Jakarta, tvOnenews.com - Guru Besar Hukum Pidana Universitas Gadjah Mada Edward Omar Sharif Hiariej menyebut dalil-dalil permohonan yang diajukan Anies-Muhaimin (AMIN) dan Ganjar-Mahfud bukan menjadi kewenangan Mahkamah Konstitusi (MK) untuk mengadilinya.
Mantan Wakil Menteri Hukum dan HAM yang kerap disapa Eddy itu mengatakan bahwa wewenang MK dalam sengketa pemilu hanya sebatas persoalan penghitungan suara. Hal itu telah termaktub dalam Pasal 24C UUD NRI Tahun 1945 dan Undang-Undang Nomor 24 Tahun 2003 tentang MK.
"Yang menjadi kewenangan Mahkamah Konstitusi hanyalah sebatas hasil penghitungan suara, tidak lain dan tidak bukan karena kita melakukan interpretasi gramatikal sistematis, baik terhadap Pasal 24C maupun Pasal 74 dan Pasal 75 Undang-Undang MK," ucap Eddy saat dihadirkan sebagai ahli dari kubu Prabowo-Gibran di Gedung I MK RI, Jakarta, Kamis (4/4/2024).
Eddy mengutarakan bahwa postulat yang berarti perkataan adalah hal pertama yang diperiksa untuk mencegah adanya kesalahan pengertian atau kekeliruan dalam menemukan hukum. Oleh sebab itu, dalil permohonan AMIN dan Ganjar-Mahfud hanya mempersoalkan hal-hal di luar kewenangan MK.

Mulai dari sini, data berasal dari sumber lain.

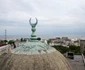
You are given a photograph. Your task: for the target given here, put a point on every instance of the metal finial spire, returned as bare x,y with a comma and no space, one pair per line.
33,25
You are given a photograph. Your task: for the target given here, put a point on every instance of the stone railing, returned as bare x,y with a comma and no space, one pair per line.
83,59
5,49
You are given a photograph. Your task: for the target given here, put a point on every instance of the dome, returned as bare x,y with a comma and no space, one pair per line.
34,55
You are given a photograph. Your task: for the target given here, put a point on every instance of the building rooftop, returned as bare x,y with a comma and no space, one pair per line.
34,55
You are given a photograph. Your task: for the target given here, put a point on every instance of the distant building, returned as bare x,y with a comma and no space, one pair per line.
76,43
82,45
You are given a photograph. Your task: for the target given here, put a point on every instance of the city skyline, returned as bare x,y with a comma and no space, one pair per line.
55,17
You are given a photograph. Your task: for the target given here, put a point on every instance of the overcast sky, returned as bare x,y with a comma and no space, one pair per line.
55,17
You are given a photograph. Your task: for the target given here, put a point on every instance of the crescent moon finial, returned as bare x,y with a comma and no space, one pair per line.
33,24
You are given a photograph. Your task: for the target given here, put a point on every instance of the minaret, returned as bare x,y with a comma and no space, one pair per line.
5,35
33,25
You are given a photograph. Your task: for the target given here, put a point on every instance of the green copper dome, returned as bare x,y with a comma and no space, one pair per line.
30,48
33,46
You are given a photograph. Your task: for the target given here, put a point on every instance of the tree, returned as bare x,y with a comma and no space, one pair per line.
84,52
39,38
49,41
61,48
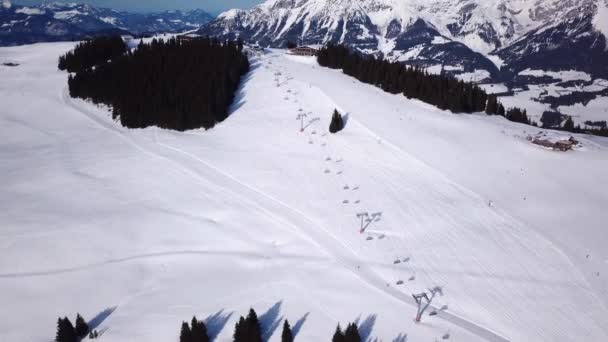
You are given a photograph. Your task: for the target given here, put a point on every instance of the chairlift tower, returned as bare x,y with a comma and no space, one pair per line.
301,117
364,216
424,301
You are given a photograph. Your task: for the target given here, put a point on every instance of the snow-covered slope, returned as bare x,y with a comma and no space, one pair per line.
160,225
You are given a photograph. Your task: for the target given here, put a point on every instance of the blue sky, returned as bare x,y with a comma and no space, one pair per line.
212,6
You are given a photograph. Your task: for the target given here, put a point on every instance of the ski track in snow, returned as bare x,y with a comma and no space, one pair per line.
347,256
350,187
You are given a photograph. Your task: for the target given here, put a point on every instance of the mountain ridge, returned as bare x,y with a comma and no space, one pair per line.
463,36
56,21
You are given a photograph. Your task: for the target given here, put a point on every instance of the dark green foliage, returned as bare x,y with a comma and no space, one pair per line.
286,336
82,328
569,125
91,53
248,329
338,335
65,331
196,332
351,334
442,91
501,110
492,106
336,124
175,84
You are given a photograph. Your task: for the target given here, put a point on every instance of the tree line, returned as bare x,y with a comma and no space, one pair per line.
443,91
91,53
67,332
246,329
175,84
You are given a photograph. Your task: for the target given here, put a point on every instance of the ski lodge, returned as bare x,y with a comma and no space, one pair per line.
304,51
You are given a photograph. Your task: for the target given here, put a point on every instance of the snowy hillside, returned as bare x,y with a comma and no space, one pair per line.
158,226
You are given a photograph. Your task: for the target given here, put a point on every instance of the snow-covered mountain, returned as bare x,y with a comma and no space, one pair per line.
59,21
462,36
138,230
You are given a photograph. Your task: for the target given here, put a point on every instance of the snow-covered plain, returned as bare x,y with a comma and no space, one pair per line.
160,225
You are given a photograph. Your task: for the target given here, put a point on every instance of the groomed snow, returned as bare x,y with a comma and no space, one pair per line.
162,225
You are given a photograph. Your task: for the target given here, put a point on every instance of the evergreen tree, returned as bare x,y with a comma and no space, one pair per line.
65,331
82,328
501,110
240,331
492,106
254,332
351,334
569,125
336,124
185,334
338,335
286,336
193,84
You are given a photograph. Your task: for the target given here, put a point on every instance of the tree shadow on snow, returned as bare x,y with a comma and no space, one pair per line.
400,338
366,327
345,118
270,320
215,323
239,96
96,321
295,330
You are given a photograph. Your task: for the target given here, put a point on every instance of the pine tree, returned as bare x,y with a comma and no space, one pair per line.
336,124
569,125
254,332
338,335
185,334
286,336
65,331
501,110
492,106
82,328
351,334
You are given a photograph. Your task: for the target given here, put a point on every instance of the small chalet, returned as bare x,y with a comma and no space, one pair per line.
304,51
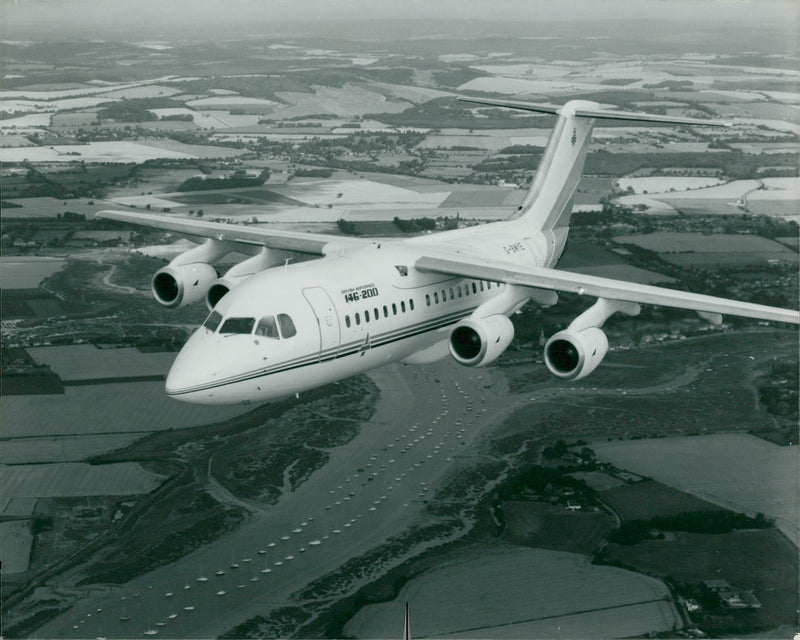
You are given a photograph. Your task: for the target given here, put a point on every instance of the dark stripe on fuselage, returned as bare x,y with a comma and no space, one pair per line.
340,351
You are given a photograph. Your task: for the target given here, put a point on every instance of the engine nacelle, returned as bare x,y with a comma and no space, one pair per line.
220,288
238,273
572,355
177,285
478,342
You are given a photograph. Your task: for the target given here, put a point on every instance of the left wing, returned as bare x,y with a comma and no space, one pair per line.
314,243
557,280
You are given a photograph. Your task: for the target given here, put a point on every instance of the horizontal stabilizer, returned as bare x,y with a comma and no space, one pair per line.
601,114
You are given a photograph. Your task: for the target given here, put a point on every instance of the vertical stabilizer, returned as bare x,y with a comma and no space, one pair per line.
548,205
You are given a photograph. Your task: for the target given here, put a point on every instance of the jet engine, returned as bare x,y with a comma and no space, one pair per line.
572,355
177,285
265,259
478,342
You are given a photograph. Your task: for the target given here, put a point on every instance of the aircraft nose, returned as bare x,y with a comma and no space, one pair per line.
194,368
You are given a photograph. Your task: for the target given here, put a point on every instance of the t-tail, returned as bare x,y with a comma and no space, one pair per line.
548,204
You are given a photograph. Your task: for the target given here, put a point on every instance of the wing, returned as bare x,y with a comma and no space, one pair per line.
314,243
557,280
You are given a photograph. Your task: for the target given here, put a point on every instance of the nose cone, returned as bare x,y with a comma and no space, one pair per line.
194,370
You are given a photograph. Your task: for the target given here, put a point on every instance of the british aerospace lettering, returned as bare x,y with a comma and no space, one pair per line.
516,247
362,292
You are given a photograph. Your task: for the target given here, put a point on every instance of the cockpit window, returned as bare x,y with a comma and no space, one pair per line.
213,320
238,325
287,326
267,327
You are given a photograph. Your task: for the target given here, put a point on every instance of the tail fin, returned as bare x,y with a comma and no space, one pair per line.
548,204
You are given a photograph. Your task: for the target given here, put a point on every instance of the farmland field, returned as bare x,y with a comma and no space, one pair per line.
727,258
734,470
359,193
108,408
87,362
350,100
62,480
118,151
662,184
16,547
545,526
761,560
513,592
27,272
648,499
62,448
676,242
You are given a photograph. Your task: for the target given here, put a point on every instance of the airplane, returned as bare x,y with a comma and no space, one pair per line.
277,327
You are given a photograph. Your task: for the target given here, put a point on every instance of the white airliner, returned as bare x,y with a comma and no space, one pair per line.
277,328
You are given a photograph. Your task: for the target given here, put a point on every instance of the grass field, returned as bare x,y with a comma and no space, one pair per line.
106,408
61,448
16,547
544,526
728,258
648,499
662,184
511,592
759,560
75,479
684,243
27,272
734,470
87,362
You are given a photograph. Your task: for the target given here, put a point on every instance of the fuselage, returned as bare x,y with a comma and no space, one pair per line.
296,327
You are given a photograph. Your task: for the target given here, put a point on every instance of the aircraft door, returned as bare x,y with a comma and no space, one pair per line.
327,320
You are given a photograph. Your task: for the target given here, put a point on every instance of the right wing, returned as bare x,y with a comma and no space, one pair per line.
313,243
567,281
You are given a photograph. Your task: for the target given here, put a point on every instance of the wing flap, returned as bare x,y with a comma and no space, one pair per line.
557,280
312,243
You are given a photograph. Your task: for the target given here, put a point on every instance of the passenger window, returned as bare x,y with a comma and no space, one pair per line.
287,326
238,325
213,320
266,327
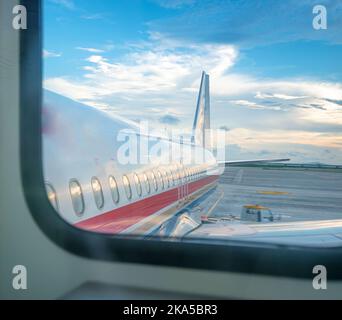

"Artinya, kalau MK ini diminta untuk mengadili sesuatu yang di luar kewenangannya, sesungguhnya kuasa hukum Paslon 01 dan kuasa hukum Paslon 03 memaksa Mahkamah untuk melanggar apa yang kita sebut sebagai yuridikitas rechtmatingheid atau asas yuridikitas yang berarti bahwa Mahkamah atau pengadilan tidak boleh memutus sesuatu yang berada di luar kewenangannya," ucap Eddy.
Di samping itu, terkait dengan permasalahan keabsahan pencalonan Prabowo-Gibran, Eddy menilai hal itu merupakan sengketa proses dan bukan merupakan kewenangan MK.
Seharusnya, kata dia, pasangan calon lain yang keberatan menggugat ke pengadilan tata usaha negara (PTUN) ketika KPU mengeluarkan keputusan pencalonan Prabowo-Gibran. Namun, AMIN maupun Ganjar-Mahfud tidak mengajukan gugatan tersebut.